He went back in 1964 to begin the tedious task of enrolling.
“Enrolling was complicated and time-consuming. We had to visit each head of school and have our course plan approved and signed.”
His first attempt at accounting was not the triumph shared by the “counterculturalists’”around the world during the decade, but his efforts in
economics and commercial law proved to be sensational.
If high school maths was not enough, he had to sit university maths, which was differed vastly to the former, but he conquered it on the third attempt.
He was not alone in New Zealand, his older sister had gone before him, and in 1965 his younger sister joined them in Auckland.
In 1966, his older sister returned to Fiji and the two youngest sisters joined him there.
“We formed the Fiji Club, and I became its second president.”
He joined the Maori Club with Anu Patel and they experienced Maori culture during the time of its revival, attending many Maori functions and marae.
“The University Maori Rugby team took part in some local competition.
“The team lost more often than it won, but no one was counting.”
The real success was the after party which was judged on the number of beer bottles emptied.
“Because I did not drink, I was quickly made honorary treasurer, in charge of collecting the empties and selling them to raise funds for the following week’s game.”
He volunteered to become treasurer of the Geographical Club, which took him on field trips all over the North Island.
One of these, a trip to Mayor Island, turned out to be a real adventure.
“The side trip to White Island was aborted because the local volcano was ‘playing up’.
“The seas on the boat ride back to Napier were rather nasty on account of the weather and nearly everyone on the boat was seasick.”
The folks back at home were not impressed, at all, when news of this adventure broke in Fiji.

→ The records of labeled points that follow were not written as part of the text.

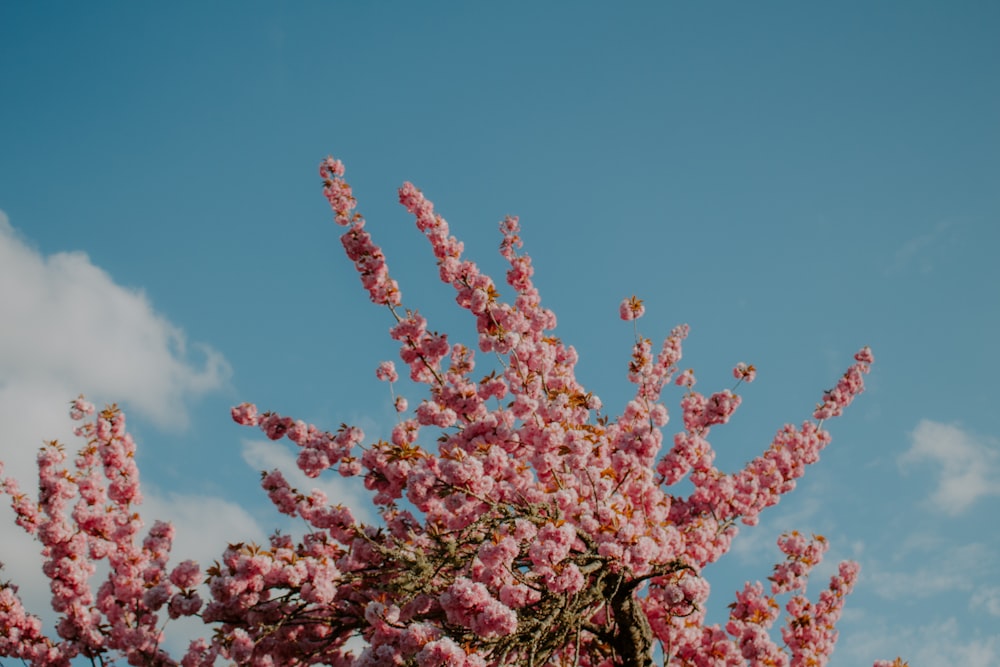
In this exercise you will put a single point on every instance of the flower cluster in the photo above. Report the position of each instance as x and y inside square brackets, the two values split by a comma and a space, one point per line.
[85, 513]
[518, 524]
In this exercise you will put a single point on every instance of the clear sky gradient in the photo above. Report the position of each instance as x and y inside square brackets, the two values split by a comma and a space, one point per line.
[794, 180]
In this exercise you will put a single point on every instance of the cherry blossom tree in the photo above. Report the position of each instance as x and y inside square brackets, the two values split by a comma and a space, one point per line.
[519, 525]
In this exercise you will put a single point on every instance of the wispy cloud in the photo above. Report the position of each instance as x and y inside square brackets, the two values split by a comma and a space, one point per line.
[350, 492]
[943, 568]
[914, 251]
[68, 328]
[966, 465]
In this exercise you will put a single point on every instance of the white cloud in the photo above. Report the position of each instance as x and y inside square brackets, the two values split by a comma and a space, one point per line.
[68, 328]
[966, 465]
[916, 251]
[69, 323]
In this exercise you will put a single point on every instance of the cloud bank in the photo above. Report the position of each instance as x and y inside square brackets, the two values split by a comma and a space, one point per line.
[965, 465]
[68, 328]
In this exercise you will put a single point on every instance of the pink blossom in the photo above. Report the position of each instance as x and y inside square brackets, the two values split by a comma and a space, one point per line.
[386, 372]
[631, 309]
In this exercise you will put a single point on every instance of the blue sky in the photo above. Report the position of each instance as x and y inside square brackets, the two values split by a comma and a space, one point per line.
[794, 180]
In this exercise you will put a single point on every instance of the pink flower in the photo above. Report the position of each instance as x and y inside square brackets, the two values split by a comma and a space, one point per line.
[631, 309]
[386, 372]
[744, 373]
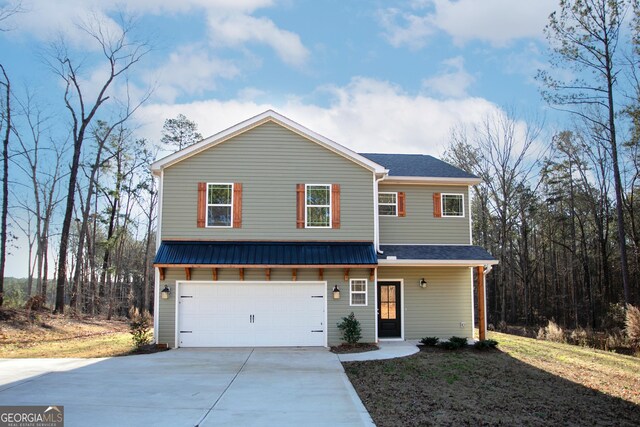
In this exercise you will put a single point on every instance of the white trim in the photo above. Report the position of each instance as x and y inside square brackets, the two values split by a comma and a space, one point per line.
[435, 262]
[402, 309]
[473, 317]
[442, 205]
[318, 206]
[470, 195]
[430, 180]
[156, 274]
[388, 204]
[267, 116]
[206, 220]
[375, 304]
[366, 292]
[253, 282]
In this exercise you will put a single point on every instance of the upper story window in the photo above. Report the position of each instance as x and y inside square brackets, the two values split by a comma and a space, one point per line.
[358, 292]
[219, 205]
[452, 205]
[318, 206]
[388, 204]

He took a break in 1967 from university because he had some problems with his left eye.
When he returned in 1968, he found work at the Kodak retail store on Queen St.

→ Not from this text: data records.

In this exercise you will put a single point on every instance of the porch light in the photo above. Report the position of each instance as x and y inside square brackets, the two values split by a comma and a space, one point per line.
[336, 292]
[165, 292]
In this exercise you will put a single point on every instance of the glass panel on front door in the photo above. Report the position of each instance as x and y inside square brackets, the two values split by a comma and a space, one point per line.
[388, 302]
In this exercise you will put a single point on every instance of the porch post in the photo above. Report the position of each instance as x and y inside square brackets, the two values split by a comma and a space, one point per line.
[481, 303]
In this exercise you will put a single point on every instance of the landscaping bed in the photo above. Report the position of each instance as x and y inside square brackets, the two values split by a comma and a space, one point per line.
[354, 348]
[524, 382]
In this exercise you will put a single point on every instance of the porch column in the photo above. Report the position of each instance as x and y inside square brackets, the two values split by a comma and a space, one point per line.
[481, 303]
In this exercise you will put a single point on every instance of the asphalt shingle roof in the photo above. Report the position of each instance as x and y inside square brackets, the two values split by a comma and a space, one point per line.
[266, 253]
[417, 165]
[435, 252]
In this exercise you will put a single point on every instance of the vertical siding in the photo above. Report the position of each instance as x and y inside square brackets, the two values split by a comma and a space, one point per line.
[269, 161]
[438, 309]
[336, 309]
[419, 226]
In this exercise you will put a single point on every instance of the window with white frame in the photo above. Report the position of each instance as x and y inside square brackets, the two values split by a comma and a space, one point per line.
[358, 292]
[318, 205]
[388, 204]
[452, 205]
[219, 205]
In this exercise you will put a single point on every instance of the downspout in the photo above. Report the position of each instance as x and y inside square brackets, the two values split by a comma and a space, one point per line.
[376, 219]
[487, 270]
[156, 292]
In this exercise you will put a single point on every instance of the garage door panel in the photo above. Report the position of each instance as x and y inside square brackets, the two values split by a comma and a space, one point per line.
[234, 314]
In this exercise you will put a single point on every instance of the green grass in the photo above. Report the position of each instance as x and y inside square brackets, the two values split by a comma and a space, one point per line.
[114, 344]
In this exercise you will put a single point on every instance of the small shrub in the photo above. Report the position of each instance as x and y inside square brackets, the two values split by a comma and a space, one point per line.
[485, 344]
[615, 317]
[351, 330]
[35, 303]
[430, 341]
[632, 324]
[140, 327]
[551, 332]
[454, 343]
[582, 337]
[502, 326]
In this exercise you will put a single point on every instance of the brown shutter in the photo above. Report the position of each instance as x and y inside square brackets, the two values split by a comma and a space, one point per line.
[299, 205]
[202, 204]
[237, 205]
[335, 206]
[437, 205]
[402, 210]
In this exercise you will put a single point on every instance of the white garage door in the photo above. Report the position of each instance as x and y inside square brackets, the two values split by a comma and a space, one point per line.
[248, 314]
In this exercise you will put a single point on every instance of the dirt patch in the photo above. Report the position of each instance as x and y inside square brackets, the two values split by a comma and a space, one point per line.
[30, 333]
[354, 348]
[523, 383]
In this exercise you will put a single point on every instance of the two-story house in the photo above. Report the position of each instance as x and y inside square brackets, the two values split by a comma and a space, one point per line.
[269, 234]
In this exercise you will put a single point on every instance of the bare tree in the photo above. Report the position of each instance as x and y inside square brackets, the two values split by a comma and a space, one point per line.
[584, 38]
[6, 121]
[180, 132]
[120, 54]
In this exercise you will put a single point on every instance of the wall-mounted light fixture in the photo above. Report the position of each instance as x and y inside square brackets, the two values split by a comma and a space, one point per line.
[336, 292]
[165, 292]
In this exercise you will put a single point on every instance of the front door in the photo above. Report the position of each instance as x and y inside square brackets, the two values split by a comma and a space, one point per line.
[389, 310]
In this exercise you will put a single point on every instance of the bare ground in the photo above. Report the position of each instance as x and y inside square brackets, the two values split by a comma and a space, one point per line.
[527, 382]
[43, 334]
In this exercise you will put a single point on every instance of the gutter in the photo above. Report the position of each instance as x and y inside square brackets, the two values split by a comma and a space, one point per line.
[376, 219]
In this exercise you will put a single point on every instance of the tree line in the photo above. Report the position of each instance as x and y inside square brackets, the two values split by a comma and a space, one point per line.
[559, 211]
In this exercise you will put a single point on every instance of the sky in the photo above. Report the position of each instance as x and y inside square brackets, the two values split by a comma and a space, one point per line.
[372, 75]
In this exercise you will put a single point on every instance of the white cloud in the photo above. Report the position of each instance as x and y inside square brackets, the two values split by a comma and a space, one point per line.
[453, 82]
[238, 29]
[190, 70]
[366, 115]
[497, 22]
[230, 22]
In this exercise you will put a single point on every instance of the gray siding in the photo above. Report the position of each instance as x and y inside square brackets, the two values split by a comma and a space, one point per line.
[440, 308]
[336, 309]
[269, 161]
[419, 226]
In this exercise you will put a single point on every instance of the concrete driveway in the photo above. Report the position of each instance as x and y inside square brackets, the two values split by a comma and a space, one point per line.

“I was on duty one Friday evening when a young lady from a professional colour photo printing lab came in to deliver some prints.
“I received the package and when I looked up, another young lady with similar looks was standing at the door.”
And with their double act, Kelsey and Stephanie came into his life.
“During the Christmas break, I went to work for Viko Lab in Auckland to learn more about colour film processing and printing.”
The Nicholson twins just happened to work there too.
“In those days all the processing was done in the dark and I was assigned to the twins as a trainee.”
Apart from film developing, he also developed a very strong relationship with Kelsey before coming home for Christmas.
The relationship continued in 1969.
He was still studying in New Zealand and started doing some sideline photography.
“This gave me many reasons to keep going back to the Viko Lab.”
Mr Jannif finally came home for good on December 31, 1969.